While it's challenging to accommodate all proposals from Stanford faculty due to resource constraints, we strive to support approximately 15 to 20% of submissions, all of which demonstrate novel ideas and high quality. This support has not only facilitated groundbreaking research but has also nurtured a vibrant community of collaborators who value the ethos of sharing and cooperation. There are many institutions that have programs like Bio-X, but I don’t think they started as early as Stanford, in 1998!

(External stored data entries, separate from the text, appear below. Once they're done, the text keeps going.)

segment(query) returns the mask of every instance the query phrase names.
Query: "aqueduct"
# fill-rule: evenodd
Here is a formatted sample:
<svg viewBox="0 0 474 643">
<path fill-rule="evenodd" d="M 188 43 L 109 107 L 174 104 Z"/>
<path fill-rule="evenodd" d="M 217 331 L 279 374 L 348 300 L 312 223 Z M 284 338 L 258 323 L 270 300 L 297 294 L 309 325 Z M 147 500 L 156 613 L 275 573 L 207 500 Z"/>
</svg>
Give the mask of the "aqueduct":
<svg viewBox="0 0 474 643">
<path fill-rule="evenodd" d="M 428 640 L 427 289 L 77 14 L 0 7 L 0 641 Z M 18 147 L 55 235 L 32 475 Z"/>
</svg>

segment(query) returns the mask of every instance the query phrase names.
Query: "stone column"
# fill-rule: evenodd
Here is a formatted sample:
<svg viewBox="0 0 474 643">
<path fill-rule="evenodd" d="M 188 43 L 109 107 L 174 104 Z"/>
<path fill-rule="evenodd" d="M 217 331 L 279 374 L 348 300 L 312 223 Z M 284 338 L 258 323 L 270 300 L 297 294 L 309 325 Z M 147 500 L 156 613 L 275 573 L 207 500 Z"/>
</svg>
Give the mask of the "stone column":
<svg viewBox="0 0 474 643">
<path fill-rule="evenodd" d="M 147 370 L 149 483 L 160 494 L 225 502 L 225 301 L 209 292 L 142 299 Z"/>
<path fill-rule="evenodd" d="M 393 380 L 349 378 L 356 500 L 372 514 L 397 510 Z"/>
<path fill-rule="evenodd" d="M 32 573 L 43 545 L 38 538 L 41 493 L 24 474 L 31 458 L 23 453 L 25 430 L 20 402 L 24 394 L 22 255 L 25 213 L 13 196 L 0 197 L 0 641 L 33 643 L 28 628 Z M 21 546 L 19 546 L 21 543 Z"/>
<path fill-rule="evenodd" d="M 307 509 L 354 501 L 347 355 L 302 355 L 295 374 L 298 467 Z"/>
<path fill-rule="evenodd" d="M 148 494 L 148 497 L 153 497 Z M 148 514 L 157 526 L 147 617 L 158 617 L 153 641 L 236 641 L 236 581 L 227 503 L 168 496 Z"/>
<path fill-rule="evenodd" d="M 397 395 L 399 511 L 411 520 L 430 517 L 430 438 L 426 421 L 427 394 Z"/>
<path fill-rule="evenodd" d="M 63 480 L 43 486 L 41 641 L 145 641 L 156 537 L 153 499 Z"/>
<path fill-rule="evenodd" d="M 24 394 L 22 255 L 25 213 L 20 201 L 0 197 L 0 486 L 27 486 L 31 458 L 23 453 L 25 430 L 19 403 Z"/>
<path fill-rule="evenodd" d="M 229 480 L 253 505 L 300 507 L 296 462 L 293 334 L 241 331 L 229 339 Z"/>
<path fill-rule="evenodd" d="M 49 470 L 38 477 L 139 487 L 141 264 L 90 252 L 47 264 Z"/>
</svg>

Undoubtedly, the COVID-19 pandemic has affected our activities, but as we gradually return to in-person events like symposia and gatherings in the cafeteria, we're reminded of the importance of personal interactions in fostering collaboration. After all, resources such as research funding and food can be powerful catalysts for bringing people together and sparking new ideas.

About Professor Shatz

Carla J. Shatz is Sapp Family Provostial Professor of Biology and Neurobiology and the Catherine Holman Johnson Director of Bio-X, Stanford University’s pioneering interdisciplinary biosciences program. She received her B.A. in Chemistry from Radcliffe College in 1969, an M.Phil. (Physiology; 1971) from University College London as a Marshall Scholar, and a Ph.D. (Neurobiology; 1976) from Harvard Medical School. Shatz joined the faculty at Stanford in 1978, then moved to University of California at Berkeley in 1992, and to Harvard Medical School in 2000 as the first woman Chair of the Department of Neurobiology. She returned to Stanford in 2007 to direct Bio-X. Dr. Shatz is a neuroscientist who has devoted her career to understanding the dynamic interplay between genes and environment that shapes brain circuits - the very essence of our being. Shatz has earned many honors and awards, including election to the National Academy of Sciences, the American Philosophical Society and the Royal Society of London. She received the Gruber Neuroscience Prize in 2015. In 2016, she was the recipient of the Champalimaud Vision Prize, and also the Kavli Prize in Neuroscience for the discovery of mechanisms that allow experience and neural activity to remodel brain circuits. In 2018, she received the Harvey Prize in Science and Technology from the Technion Israel Institute of Technology.